Türkiye’nin resmi döviz rezervleri: Ekonomide siyasi çalkantının yankıları büyüyor Rusya’nın TASS haber ajansının haberine göre, İmamoğlu’nun tutuklanmasından üç hafta sonra Türkiye, Eylül 2024’ten bu yana biriktirdiği Merkez Bankası rezervlerinin tamamını kullandı.
Maliye Bakanı Mehmet Şimşek, daha önce yaptığı açıklamada, finans piyasalarındaki oynaklığın uzun vadede bir etki yaratmasını beklemediğini belirtmişti.

Türkiye büyümeden ödün vermeden enflasyonu kontrol altına alabilir mi?
Türkiye ekonomisi, para politikasındaki iyileşme sinyallerinin büyümede belirgin bir yavaşlamayla kesiştiği kritik bir döneme giriyor.
Enflasyonist baskılar yavaş yavaş azalmaya başlarken, hükümet finansal istikrarı korumayı ve fiyatları kontrol altında tutmayı amaçlayan sıkı para politikasına uymaya devam ediyor.
Ankara, piyasa düzenlemelerini üretken faaliyetleri teşvik etmekle dengeleyen, aynı zamanda kapsamlı bir ekonomik durgunluğun önlenmesi için istihdam ve yatırıma sürekli desteğin vurgulandığı uzun vadeli bir ekonomik programa güveniyor.
Türkiye İstatistik Kurumu, daha önce yaptığı açıklamada, yıllık enflasyon oranının mart ayındaki yüzde 38,1’den nisan ayında yüzde 37,9’a gerileyerek Aralık 2021’den bu yana en düşük seviyeye ulaştığını açıklamıştı.
Buna karşılık aylık enflasyon yüzde 3’e ulaşarak beklentilerden düşük de olsa fiyat baskısını sürdürdü.
İhracat sektörü de güçlü bir performans gösterdi. Ticaret Bakanı Ömer Bolat, Türkiye’nin nisan ayındaki ihracatının geçen yılın aynı ayına göre yüzde 8,5 artarak 20,9 milyar dolara ulaştığını bildirdi. Toplam yıllık kümülatif ihracat da 265 milyar dolara çıkarak yeni bir rekora imza attı.

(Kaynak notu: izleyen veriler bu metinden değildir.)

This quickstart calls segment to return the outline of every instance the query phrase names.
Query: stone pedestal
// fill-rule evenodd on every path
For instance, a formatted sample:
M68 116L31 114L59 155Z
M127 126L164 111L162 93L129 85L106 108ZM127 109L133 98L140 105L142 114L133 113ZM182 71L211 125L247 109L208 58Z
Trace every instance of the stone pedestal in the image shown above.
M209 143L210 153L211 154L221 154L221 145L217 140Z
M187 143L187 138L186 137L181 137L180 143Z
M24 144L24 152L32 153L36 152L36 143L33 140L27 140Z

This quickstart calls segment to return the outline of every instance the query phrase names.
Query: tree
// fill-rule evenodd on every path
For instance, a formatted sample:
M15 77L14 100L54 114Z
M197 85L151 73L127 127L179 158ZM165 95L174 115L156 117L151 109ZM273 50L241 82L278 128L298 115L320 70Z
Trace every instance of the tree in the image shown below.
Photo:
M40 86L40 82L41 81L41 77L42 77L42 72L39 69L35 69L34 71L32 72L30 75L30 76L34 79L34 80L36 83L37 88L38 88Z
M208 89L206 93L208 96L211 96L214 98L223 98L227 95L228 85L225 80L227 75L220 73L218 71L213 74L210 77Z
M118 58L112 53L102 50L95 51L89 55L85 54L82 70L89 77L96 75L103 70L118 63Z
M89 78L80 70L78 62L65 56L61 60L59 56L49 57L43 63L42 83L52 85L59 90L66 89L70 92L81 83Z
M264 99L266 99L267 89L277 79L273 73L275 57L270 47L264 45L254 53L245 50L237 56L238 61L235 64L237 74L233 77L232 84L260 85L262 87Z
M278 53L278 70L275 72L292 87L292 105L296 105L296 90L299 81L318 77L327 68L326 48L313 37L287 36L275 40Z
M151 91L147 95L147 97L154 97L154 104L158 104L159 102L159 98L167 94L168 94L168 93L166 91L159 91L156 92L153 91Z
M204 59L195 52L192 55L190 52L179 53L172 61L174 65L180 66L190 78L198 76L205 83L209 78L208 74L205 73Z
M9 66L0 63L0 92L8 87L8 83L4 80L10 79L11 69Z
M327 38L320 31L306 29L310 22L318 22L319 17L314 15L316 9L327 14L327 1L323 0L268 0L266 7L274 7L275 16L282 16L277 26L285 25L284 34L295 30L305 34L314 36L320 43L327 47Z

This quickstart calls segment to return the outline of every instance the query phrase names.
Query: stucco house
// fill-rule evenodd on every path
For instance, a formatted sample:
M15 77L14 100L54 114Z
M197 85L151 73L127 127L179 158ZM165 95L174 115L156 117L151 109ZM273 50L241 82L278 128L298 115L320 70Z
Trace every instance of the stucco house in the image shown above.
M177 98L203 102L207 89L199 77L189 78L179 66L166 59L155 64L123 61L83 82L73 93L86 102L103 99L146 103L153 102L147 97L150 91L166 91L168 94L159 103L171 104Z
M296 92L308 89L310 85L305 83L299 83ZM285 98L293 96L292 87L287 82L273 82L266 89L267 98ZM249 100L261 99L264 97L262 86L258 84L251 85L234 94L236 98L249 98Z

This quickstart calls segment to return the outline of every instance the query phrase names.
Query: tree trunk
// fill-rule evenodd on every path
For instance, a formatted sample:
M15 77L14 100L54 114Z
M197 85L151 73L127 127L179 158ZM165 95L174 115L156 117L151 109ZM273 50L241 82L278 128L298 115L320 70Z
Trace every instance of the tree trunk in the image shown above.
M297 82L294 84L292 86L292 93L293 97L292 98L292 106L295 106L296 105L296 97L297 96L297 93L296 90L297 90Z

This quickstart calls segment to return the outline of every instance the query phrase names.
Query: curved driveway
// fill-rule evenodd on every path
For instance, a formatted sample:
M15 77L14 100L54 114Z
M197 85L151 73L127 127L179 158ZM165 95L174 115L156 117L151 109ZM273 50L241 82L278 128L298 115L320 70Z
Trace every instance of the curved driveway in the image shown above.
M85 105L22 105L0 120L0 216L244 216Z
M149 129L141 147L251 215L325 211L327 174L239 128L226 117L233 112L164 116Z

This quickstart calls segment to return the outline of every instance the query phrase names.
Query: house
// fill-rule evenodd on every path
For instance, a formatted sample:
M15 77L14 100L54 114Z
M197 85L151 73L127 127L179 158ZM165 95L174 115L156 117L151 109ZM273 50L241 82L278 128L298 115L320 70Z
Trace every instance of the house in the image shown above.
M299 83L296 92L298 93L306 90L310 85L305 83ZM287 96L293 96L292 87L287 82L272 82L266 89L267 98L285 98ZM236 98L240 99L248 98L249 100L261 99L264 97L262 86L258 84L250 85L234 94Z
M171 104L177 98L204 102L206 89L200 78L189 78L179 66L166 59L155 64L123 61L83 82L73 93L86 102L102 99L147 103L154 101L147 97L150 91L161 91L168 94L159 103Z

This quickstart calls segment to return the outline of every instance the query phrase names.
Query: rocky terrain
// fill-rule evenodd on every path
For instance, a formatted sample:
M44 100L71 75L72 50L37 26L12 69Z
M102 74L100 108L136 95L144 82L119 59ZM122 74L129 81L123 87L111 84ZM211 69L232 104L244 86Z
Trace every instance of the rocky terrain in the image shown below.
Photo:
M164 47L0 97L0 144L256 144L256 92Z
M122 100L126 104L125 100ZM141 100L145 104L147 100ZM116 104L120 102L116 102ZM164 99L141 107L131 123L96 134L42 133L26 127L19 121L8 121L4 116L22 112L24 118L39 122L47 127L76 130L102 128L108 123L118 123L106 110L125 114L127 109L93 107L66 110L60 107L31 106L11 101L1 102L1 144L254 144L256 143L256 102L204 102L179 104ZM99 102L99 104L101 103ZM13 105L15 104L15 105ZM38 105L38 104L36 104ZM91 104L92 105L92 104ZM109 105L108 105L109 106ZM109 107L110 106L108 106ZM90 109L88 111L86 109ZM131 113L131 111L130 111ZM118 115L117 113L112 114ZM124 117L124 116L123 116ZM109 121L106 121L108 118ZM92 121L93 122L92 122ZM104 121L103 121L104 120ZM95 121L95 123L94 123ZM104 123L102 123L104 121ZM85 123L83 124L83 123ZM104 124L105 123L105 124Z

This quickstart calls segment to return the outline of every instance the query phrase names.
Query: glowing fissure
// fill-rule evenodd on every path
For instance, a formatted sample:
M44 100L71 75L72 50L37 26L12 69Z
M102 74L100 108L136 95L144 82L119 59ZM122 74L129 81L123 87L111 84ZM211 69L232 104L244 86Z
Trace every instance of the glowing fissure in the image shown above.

Hükümetin iyimserliğine rağmen uluslararası tahminlerin belirgin şekilde daha temkinli olduğu görüldü.
Uluslararası Para Fonu, geçen nisan ayında yayınladığı raporda, Türkiye’nin cari yıl büyüme tahminini yüzde 2,7 olarak korurken, Türkiye’nin resmi tahminleri yüzde 4 olarak belirlenmişti.
Fon, hükümetin sıkı para ve maliye politikalarını uygulamaya devam etmesi halinde enflasyonun yıl sonuna kadar yüzde 24 civarına gerilemesini bekliyor.
Türkiye İstatistik Kurumu’nun verilerine göre, yılın dördüncü çeyreğinde çeyreklik bazda yüzde 1,7’lik büyümenin katkısıyla ekonominin 2024’te yüzde 3,2 büyüdüğü ve aynı yılın ortasında yaşanan teknik durgunluğun sona erdiği görüldü.
Sonuç olarak, Türkiye’nin resmi döviz rezervlerindeki sert düşüş ve buna eşlik eden ekonomik dalgalanmalar, siyasi gelişmelerin piyasa istikrarı üzerindeki doğrudan etkisini bir kez daha gözler önüne serdi.
Hükümetin sıkı para politikası yoluyla enflasyonu dizginleme çabaları ve ihracatta yakalanan ivme her ne kadar umut verse de, yatırımcı güveninin yeniden tesis edilmesi ve yapısal ekonomik istikrarın sağlanması önümüzdeki dönemin en belirleyici unsurları olacak.
Türkiye ekonomisinin, hem iç siyasi gelişmelere hem de küresel belirsizliklere karşı daha dirençli bir yapıya kavuşması için atılacak her adım, sadece ekonomik göstergeleri değil, toplumsal güveni de doğrudan şekillendirecek.